The general rules of thumbs work pretty well because they give conservative results, and most people/homes, on average, are a mix of loads... Not a set of loads that run 100 watts * 24 hours per day, or 4,800 watts for 30 minutes a day.

For folks with "unusual loads and profiles", then we do need to look closer to see that the system will meet expectations.

So, yes, your 110 Watt load * 24 hours per day = 2,640 Watt*Hours per day. But when you start looking at the details (inverter losses, and overall losses from panel ratings of 81%, controller at 95%, flooded cell battery at 80%, and inverter at 85% efficiency--You multiply all this together and get 0.52 or 52% efficiency--It turns out that you don't get exactly that amount. Also, for most people, they will see a mix of ~3-5+ hours of sun per day (seasonal). And there will be days/weeks of bad weather where you may see less than a 1/2 hour equivalent sun per day. So--Either you need to be flexible (i.e., postpone washing) or have to have a back up genset to cover your loads on days with poor power production.

-Bill

Cariboocoot

Re: Newbie question

Gene.243 wrote: »

So to review my system we have the given 1kw PV array that collects 4 kwh per day. We store that energy in four 220 ah golf cart or traction batteries wired in series that has a nominal rating of 220ah*24v=5280 wh. We can use one half of that so I can use 2640 ah per day. Can I assume that I can draw 110 watts continuously?

110 Watts on 24 Volts is only 4.6 Amps. That's 2% of the battery capacity and a continuous draw of that amount won't adversely affect the batteries. However, as Bill pointed out that is based on the nominal Voltage. In reality the Voltage will shift from a high of around 28 Volts where the current will be 3.9 Amps to a low that may be less than 24 Volts depending on the system settings for low Voltage. In addition the Peukart effect Bill link to says the power curve of the battery is not linear along that Voltage. Nor does battery capacity remain constant throughout its life or under all temperature and load conditions.

My preferred short cut here is to use the nominal system Voltage as the low point, as it pretty much ensures the battery will not be discharged below 50% under load.

People who try to design systems with minimal tolerances end up disappointed.

NorthGuy

Re: Newbie question

Gene.243 wrote: »

So to review my system we have the given 1kw PV array that collects 4 kwh per day. We store that energy in four 220 ah golf cart or traction batteries wired in series that has a nominal rating of 220ah*24v=5280 wh. We can use one half of that so I can use 2640 ah per day.
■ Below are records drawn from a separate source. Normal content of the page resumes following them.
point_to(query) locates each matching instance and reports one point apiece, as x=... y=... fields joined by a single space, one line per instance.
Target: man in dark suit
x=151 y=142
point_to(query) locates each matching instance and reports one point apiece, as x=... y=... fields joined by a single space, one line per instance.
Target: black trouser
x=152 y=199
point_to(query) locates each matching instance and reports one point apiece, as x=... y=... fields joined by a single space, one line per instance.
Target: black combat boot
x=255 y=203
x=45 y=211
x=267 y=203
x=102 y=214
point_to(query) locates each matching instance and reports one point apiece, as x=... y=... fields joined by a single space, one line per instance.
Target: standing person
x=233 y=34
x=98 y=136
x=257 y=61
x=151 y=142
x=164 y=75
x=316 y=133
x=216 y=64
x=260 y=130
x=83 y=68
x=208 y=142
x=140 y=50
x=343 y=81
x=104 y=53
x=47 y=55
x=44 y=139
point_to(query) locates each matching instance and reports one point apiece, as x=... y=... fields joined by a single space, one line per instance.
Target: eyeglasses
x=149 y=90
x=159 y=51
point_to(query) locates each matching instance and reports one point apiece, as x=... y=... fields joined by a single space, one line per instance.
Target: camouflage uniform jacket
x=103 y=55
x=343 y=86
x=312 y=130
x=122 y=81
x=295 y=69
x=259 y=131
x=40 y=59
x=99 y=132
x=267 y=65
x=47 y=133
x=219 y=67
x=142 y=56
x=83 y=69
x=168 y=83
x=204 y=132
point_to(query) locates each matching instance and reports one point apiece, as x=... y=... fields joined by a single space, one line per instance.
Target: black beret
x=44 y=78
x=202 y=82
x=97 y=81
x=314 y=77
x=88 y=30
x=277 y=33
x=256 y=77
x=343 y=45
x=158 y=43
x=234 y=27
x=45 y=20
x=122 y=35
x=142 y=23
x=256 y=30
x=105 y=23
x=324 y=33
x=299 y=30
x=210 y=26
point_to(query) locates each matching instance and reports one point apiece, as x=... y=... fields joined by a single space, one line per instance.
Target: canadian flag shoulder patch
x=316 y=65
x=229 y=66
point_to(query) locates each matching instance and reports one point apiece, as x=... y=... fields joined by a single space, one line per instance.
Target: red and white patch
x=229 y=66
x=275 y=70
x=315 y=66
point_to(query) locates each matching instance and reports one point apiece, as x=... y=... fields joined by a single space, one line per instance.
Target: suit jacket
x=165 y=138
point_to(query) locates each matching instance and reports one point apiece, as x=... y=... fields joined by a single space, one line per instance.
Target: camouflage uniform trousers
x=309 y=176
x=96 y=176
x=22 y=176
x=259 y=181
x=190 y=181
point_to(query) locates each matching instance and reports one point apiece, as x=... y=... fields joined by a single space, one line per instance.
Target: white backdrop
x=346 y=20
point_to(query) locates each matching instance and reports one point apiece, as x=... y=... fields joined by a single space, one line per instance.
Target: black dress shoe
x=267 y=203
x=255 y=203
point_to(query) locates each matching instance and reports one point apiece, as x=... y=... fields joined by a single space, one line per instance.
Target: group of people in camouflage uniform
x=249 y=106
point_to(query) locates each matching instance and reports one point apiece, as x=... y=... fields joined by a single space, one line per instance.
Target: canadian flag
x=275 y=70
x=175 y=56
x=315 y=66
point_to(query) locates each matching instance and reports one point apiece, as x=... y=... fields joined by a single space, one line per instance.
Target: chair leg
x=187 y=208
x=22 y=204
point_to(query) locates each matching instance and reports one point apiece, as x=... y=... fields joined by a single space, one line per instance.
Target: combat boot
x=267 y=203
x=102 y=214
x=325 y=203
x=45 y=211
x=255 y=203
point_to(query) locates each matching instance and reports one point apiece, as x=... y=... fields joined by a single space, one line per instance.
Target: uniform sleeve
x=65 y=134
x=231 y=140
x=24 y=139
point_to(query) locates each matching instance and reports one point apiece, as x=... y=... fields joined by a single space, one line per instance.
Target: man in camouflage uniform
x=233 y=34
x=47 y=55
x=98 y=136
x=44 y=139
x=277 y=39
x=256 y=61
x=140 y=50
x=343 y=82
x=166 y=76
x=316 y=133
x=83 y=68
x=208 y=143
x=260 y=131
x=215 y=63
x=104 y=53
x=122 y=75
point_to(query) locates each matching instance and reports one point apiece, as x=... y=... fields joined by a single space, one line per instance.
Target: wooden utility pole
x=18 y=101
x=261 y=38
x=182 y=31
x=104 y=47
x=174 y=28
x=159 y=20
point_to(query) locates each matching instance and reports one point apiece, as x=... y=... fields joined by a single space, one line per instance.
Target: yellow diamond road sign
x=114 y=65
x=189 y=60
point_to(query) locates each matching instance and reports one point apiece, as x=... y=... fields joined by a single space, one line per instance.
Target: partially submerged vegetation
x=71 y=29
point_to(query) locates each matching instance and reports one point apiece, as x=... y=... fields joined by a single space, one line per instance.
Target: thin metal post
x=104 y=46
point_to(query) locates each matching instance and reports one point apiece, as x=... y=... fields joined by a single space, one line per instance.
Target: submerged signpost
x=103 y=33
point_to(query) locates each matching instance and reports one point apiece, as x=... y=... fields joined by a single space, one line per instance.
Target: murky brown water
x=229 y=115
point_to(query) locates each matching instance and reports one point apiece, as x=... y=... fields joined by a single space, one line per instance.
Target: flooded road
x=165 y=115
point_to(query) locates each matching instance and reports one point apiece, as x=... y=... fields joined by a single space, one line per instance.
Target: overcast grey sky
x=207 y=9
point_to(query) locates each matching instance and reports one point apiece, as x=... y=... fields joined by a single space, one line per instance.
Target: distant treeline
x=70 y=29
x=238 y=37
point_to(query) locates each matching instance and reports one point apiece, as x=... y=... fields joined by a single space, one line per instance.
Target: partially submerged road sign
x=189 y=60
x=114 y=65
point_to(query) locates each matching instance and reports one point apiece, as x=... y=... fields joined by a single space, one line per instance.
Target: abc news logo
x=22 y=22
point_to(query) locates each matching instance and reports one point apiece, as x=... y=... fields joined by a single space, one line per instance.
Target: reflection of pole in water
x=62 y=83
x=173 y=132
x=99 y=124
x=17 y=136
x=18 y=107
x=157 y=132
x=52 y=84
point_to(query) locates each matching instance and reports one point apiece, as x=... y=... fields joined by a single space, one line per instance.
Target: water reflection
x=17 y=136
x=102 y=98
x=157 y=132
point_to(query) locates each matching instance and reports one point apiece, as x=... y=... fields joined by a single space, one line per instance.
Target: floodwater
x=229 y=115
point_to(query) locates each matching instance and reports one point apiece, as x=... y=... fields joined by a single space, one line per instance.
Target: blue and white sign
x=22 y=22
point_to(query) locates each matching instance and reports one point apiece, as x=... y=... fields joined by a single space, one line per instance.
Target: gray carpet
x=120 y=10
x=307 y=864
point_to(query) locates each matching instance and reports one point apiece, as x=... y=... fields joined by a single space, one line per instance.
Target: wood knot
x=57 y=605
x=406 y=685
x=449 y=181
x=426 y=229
Can I assume that I can draw 110 watts continuously?

On avarage.

There will be times when every day is sunny and you could've drawn much more.

And, there will be times when you don't see sun for a long time and you won't be able to get your 110 W.

Gene.243

Re: Newbie question

My system is coming along slowly. I found a battery supplier not too far out of town. He has golf cart batteries at 205 or 250 ah. My guess is that I should go with the smaller ones to avoid deficit charging.
TIA again
Gene

waynefromnscanada

Re: Newbie question

Gene.243 wrote: »

My system is coming along slowly. I found a battery supplier not too far out of town. He has golf cart batteries at 205 or 250 ah. My guess is that I should go with the smaller ones to avoid deficit charging.
TIA again
Gene

Easiest way to think of deficit charging:
Deficit charging happens when over an extended time, you continue to take more OUT of the batteries than you put back IN, regardless of the size of the batteries.